平田 はい。南米に長く滞在した経験があるので、外資系金融機関で語学を活かした仕事をしていました。
前園 えっ、南米に? 私もブラジルのサントスに1年ほどいたんですよ!
平田 存じていますよ(笑)。私が南米にいたのは、前園さんがサントスに来る少し前くらいです。まだポルトガル語は覚えておられますか?
Muito prazer! Tudo bem?(はじめまして! 調子はどう?)
前園 Bem. E voce?(いいね。あなたは?)
平田 Muito bem! obrigado!(うん、私も!ありがとう!)
前園 もう、このあたりで勘弁してください(笑)。ポルトガル語なんて久しぶりですよ。でもどうして南米に?
平田 バックパッカーとして旅をしていたんです。

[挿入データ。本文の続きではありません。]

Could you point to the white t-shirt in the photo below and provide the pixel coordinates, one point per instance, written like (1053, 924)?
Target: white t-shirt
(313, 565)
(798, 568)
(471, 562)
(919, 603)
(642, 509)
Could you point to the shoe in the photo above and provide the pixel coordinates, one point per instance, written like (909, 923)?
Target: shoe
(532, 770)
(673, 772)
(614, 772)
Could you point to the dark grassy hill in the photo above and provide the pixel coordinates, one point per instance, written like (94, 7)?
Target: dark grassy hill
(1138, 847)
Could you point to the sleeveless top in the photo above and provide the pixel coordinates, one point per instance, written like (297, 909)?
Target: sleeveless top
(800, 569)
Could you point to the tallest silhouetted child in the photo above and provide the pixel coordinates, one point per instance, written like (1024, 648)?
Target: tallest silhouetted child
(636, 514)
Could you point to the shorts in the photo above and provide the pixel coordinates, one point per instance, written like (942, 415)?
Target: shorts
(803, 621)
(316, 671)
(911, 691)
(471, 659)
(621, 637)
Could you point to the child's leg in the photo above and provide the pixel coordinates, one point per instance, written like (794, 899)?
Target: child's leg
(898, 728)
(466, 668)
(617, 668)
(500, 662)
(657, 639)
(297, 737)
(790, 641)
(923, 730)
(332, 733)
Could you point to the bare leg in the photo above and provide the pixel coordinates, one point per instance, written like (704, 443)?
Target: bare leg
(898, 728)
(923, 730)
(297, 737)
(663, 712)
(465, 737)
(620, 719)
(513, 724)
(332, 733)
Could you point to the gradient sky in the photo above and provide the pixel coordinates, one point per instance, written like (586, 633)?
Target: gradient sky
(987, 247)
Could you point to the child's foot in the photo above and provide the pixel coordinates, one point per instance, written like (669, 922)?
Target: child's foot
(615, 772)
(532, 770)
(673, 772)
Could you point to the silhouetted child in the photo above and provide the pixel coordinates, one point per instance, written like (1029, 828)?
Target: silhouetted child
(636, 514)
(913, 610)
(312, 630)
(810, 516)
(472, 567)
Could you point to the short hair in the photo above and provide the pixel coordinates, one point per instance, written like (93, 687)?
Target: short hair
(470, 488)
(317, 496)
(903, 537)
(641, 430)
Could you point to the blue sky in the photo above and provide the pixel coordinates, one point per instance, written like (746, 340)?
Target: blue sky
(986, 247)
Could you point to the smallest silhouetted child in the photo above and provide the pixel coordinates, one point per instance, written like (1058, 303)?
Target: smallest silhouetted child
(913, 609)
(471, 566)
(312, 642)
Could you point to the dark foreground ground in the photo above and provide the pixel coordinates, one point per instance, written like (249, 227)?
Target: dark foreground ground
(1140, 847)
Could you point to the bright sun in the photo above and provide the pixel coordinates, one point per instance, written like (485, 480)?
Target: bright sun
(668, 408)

小学生の頃から授業そっちのけで世界地図を見るのが大好きでしてね。いつかアマゾン川に行ってやるぞ、とたくらんでいて、その夢を実行に移したんです。
前園 ふむ、地図を見るのが好きだったと・・・。だったら、今のお仕事も夢の延長みたいなものじゃないですか?
平田 その通りです。趣味と実益を兼ねた素晴らしい仕事に巡りあえたと思っています。なにせ、登記所に残っている公図というのは明治時代につくられた地図が多い。他にも、旧家に代々伝わる古地図を調べて野山に入るなんてことが多いんです。実際に古地図通りに境界杭が見つかったり、なかなか見つからなくて、目星を付けて掘ってみたら境界杭が現れたり。地図と自分の足を頼りに大切な物を探し出す「宝探し」のようなおもしろさがあります。
前園 話を聞いているだけでワクワクしてきますね。でも、仕事ですから楽しいことばかりではないでしょう。
平田 そうですね。特に独立当初はリーマンショックの後で仕事がなく、顧客を開拓するためにあちこち頭を下げて回りました。営業に行っても「懇意にしている先生がいる」と断られるのはいいほうで、門前払いや、渡した名刺を挨拶して退室する前に捨てられることありました。
前園 うわっ、それはひどい。僕も今は個人事業主のようなものなので、ゼロから基盤をつくる苦労は共感します。しかし現在は経営も安定しておられる様子で、よかったですね。